Nobel Peace Prize-winner Elie Wiesel was born in 1928 in Transylvania, in a region that is now part of Romania. When he was 15 years old, Nazis deported his family to Auschwitz. His mother and youngest sister died, his two older sisters survived. Wiesel and his father were then transferred to Buchenwald, where Wiesel’s father died shortly before the camp was liberated in April 1945.
After the war, Wiesel studied in Paris and later became a journalist. During an interview with the distinguished French writer, Francois Mauriac, he was persuaded to write about his experiences in the death camps. The result was his internationally acclaimed memoir, Night, which has since been translated into more than 30 languages.
In 1978, President Jimmy Carter appointed Wiesel Chairman of the President’s Commission on the Holocaust. He also became the Founding Chairman of the United States Holocaust Memorial Council. He is President of The Elie Wiesel Foundation for Humanity, an organization he and his wife created to fight intolerance and injustice. Elie Wiesel has received more than 100 honorary degrees from institutions of higher learning.
Since 1976, Wiesel has been the Andrew W. Mellon Professor in the Humanities at Boston University. He is a member of the Faculty in the Department of Religion as well as the Department of Philosophy.
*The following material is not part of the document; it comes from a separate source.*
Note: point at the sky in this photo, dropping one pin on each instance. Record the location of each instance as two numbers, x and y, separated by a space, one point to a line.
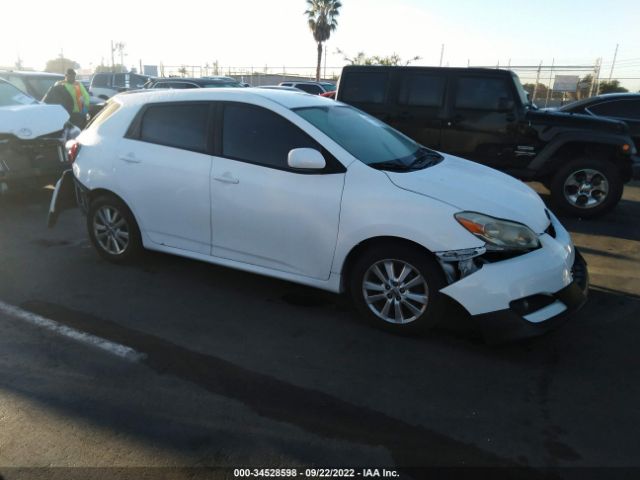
257 33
Previously, he served as Distinguished Professor of Judaic Studies at the City University of New York (1972-76) and the first Henry Luce Visiting Scholar in Humanities and Social Thought at Yale University (1982-83).
Elie Wiesel is the author of more than 50 books of fiction and non-fiction. He has received numerous awards including the Presidential Medal of Freedom, the U.S. Congressional Gold Medal, the National Humanities Medal, the Medal of Liberty and the rank of Grand-Croix in the French Legion of Honor. He was awarded the Nobel Peace Prize in 1986.